And many thanks are given

What am I thankful for this year? Simple things. Some are in the future. Like how I’m going to remember to defrost the turkey early this year. Maybe then I won’t have to stand panicked in the kitchen with a hair dryer as I try to get a leg to un-freeze. Or jam a hand into the cavity of the bird while desperately trying to pry some giblets out. Nothing like getting frost-bite in the process.

I wonder if Thanksgiving is the only time Florida hospitals have to treat patients for frostbite?

I’m thankful there’s a new Star Wars movie coming out next month. If I’m lucky — if we’re ALL really lucky — there will be a new one every year for the rest of my life.

Even though I feel guilty about it — because others I know weren’t so lucky — I’m thankful that my street sits so high up in Lincolnville. That the surging waters of Hurricane Matthew tried, but just couldn’t overcome that elevation. And I’m thankful that as bad as it was, it wasn’t worse. That it didn’t come 15-20 miles — shoot, even 5 miles — closer to the coast. Imagine if it had.

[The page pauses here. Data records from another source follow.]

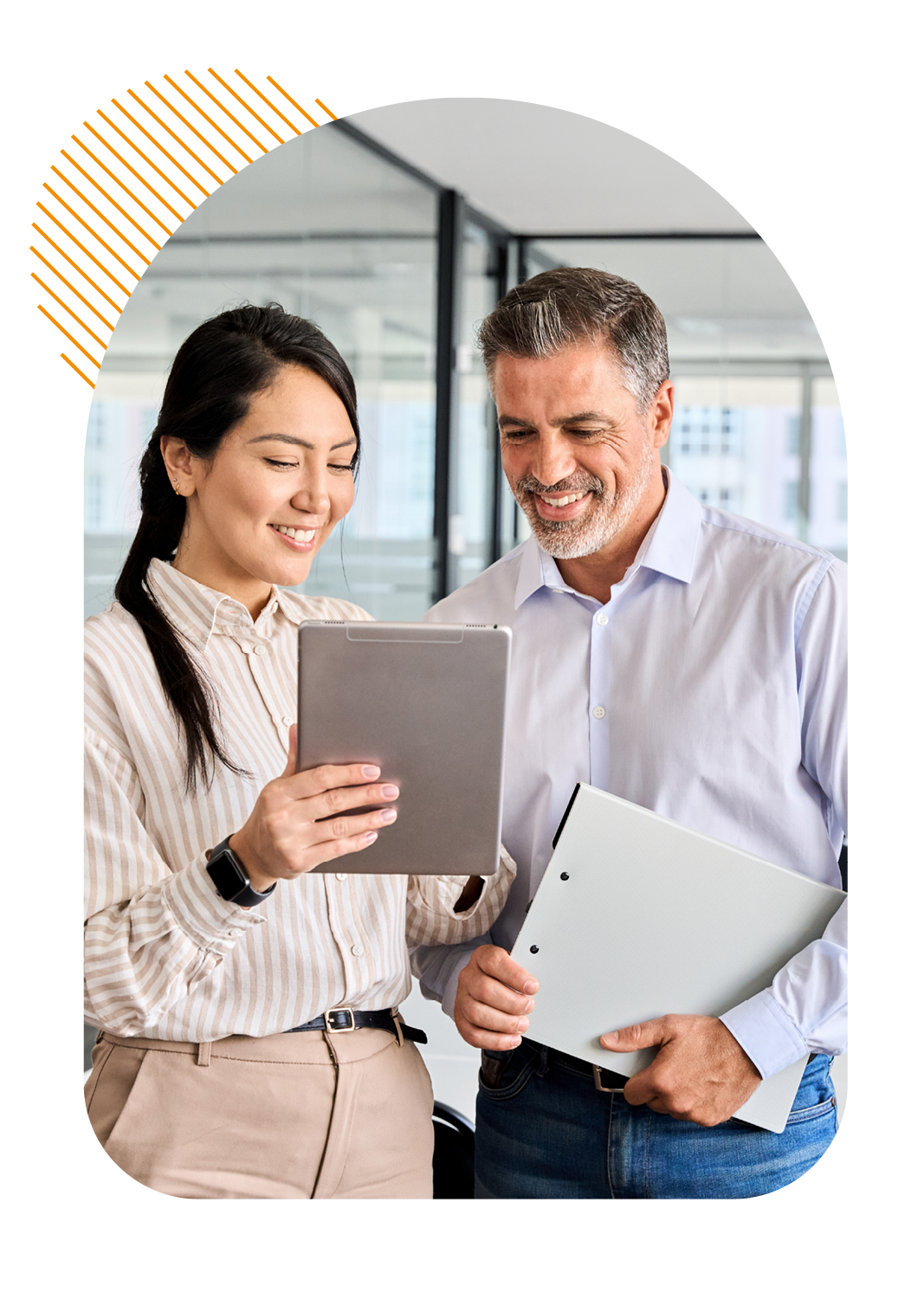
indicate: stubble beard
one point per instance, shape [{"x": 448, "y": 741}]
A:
[{"x": 608, "y": 516}]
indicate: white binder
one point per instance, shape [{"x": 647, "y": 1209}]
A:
[{"x": 637, "y": 917}]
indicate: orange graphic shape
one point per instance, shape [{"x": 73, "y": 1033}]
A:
[{"x": 122, "y": 175}]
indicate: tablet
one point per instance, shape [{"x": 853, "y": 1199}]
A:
[{"x": 425, "y": 703}]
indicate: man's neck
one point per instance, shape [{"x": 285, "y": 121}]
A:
[{"x": 596, "y": 574}]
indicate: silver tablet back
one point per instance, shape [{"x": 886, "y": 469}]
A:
[{"x": 425, "y": 703}]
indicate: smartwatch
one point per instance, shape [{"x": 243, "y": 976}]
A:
[{"x": 230, "y": 879}]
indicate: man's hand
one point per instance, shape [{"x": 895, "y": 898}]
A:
[
  {"x": 494, "y": 999},
  {"x": 700, "y": 1075}
]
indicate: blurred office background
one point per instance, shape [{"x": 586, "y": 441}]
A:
[{"x": 781, "y": 241}]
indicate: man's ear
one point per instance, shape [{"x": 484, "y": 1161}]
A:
[{"x": 662, "y": 413}]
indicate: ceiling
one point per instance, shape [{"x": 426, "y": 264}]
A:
[{"x": 666, "y": 165}]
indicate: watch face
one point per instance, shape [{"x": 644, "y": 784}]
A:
[{"x": 226, "y": 876}]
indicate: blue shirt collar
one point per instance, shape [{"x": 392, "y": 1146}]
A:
[{"x": 671, "y": 550}]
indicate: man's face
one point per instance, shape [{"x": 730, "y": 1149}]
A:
[{"x": 580, "y": 461}]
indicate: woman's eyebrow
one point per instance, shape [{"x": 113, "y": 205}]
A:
[{"x": 294, "y": 440}]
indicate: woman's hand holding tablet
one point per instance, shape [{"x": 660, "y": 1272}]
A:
[{"x": 293, "y": 831}]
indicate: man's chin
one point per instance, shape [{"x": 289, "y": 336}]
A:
[{"x": 566, "y": 540}]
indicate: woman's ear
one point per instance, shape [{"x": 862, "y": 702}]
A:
[{"x": 178, "y": 463}]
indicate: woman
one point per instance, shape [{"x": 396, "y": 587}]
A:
[{"x": 249, "y": 1044}]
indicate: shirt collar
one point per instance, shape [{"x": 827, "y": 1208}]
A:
[
  {"x": 198, "y": 611},
  {"x": 669, "y": 548}
]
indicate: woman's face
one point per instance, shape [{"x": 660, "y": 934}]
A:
[{"x": 281, "y": 480}]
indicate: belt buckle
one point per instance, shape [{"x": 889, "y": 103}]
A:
[
  {"x": 340, "y": 1028},
  {"x": 613, "y": 1090}
]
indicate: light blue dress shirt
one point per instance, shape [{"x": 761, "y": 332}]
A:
[{"x": 711, "y": 689}]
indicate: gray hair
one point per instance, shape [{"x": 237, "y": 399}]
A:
[{"x": 566, "y": 307}]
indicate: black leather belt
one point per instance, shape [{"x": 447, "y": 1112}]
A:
[{"x": 346, "y": 1020}]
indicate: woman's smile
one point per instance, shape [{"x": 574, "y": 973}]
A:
[{"x": 281, "y": 480}]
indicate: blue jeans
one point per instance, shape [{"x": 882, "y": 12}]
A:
[{"x": 548, "y": 1133}]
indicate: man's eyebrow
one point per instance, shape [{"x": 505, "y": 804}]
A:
[
  {"x": 588, "y": 415},
  {"x": 294, "y": 440}
]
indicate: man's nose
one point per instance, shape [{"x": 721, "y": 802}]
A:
[{"x": 554, "y": 459}]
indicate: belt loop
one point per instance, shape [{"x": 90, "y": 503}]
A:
[
  {"x": 397, "y": 1025},
  {"x": 543, "y": 1067}
]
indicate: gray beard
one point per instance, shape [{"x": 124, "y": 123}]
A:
[{"x": 608, "y": 519}]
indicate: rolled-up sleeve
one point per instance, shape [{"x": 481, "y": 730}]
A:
[
  {"x": 430, "y": 900},
  {"x": 150, "y": 934}
]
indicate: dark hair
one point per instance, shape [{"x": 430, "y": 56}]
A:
[
  {"x": 216, "y": 372},
  {"x": 564, "y": 307}
]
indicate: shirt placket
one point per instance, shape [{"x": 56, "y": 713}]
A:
[
  {"x": 600, "y": 715},
  {"x": 351, "y": 943}
]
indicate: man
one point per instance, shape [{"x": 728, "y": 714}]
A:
[{"x": 682, "y": 658}]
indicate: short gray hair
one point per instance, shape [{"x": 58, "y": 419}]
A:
[{"x": 566, "y": 307}]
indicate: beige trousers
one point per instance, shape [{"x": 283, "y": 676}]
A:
[{"x": 293, "y": 1116}]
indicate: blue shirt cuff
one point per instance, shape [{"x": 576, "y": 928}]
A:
[{"x": 766, "y": 1033}]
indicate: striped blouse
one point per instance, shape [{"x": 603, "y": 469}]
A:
[{"x": 165, "y": 956}]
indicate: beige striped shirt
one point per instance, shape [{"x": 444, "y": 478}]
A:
[{"x": 165, "y": 956}]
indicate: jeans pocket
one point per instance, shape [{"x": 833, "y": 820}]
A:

I’m thankful for family. All of them. Even my aunt … who I will have to go pick up in Palatka on Wednesday night when she arrives by train from Tampa. I will drive there in the dark, scoop her up and then listen to her rants on the election that will make even a foul-mouthed baboon like me blush. But I won’t mind. Because I’ll be thankful for her, all the same.

I’m thankful that I didn’t totally blow it in my recent marathon. I ran my first of three marathons in 1999, as a much younger lad. I did well … right up until mile number 20. That’s the moment when an asteroid streaked out of the sky, struck me and I fell completely apart. I still finished with a respectable time, but for years wondered if I could top it. Eight years later I trained better and tried a second marathon. The asteroid streaked down even sooner — at mile 18 that time — and I finished a devastating three minutes slower than the first.

I never tried again, especially after a brutal surfing accident in which my surfboard fin impaled the inside of my right thigh. It threatened to end my running career completely.

This year I got the courage to try another marathon. Could I do it? Would my leg hold up? Could I top a time that from 17 years ago, as a much younger man?

This year, no asteroid. Not only did I finish, but I dropped six minutes off my first try. I still can’t figure out how — did my watch malfunction?!? But I’m thankful I tried again, and that a little mental determination can help you overcome those hurdles you dread — or fear! — the most.

Finally, I’m thankful that as bad as frozen turkey frostbite might be, it still doesn’t hurt as much as your legs do after running a soul-enriching marathon.